Potential Pitfalls to Avoid in Surrogacy or Gamete Donation

surrogacy-process-s200x155Science has given prospective parents a plethora of reproductive options that did not exist before. However, some options, although medically or even legally permissible, can be extremely complicated, risky, and/or expensive to pursue.

The following is a list of assisted reproduction choices that could have potentially negative legal consequences. It is extremely important to talk with an attorney (prior to taking any medical action) if you are even considering any of the options below.

  • Traditional Surrogacy (where the gestational carrier carries her own eggs which have been fertilized with intended father’s or donor sperm)

  • Two dads mixing sperm to inseminate donor eggs

  • Implanting two embryos at the same time, one from each intended parent (so an embryo created from the sperm of Dad 1 and an embryo created from the sperm of Dad 2 implanted into gestational carrier’s uterus during the same transfer)

  • Using a known sperm donor

  • Doing donor inseminations at home (without the assistance of a physician), and/or doing donor inseminations “the old-fashioned way” (through sexual intercourse)

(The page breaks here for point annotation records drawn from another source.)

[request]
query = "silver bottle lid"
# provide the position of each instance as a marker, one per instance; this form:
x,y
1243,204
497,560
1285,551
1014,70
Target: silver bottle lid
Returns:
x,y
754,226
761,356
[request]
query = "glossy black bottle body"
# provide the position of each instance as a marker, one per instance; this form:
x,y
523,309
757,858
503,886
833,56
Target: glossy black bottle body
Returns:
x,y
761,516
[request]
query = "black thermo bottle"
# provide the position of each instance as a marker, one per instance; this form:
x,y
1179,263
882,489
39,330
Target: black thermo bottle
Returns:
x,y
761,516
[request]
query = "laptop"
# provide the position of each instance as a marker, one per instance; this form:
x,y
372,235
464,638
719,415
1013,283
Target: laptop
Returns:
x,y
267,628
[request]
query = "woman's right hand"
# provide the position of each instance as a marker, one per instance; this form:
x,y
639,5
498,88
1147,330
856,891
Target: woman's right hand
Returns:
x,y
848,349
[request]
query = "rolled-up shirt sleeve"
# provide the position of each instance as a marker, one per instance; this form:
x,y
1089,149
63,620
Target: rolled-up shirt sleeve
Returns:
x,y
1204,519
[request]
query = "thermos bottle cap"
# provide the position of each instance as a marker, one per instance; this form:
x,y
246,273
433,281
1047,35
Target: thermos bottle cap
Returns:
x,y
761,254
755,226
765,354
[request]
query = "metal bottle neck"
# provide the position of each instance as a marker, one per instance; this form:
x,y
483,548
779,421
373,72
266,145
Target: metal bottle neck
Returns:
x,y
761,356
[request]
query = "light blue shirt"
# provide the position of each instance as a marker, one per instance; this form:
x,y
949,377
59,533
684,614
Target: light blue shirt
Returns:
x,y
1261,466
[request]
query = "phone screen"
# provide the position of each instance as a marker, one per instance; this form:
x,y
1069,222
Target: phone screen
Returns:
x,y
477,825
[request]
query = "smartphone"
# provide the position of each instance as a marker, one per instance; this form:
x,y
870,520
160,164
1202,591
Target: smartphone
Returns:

  • Using a gestational carrier or donor who is a relative of an intended parent

  • Adopting an embryo who is not genetically related to either intended parent that will be carried by a gestational carrier

  • Creating an embryo using donor sperm and donor eggs, and which will be carried by a gestational carrier such that there is no genetic or biological connection to the intended parent(s)

  • One lesbian partner intending to carry the other lesbian partner’s eggs

  • Using a gestational carrier who lives in a state where surrogacy is prohibited or even criminalized

All of the options above are medically and legally (in North Carolina) possible. But it is vital that the intended parents understand the potential legal and financial consequences of making these choices. Hiring an attorney with experience in assisted reproduction law is crucial here in that the above list represents more of the unusual assisted reproduction scenarios and an attorney who regularly practices in this area is more likely to have encountered these situations before and will know how to properly manage them.

(This article is not intended as medical, psychological, or legal advice and should not be relied upon as such. Each family and agreement is unique, so you should hire a competent attorney to advise you specifically about your particular case.)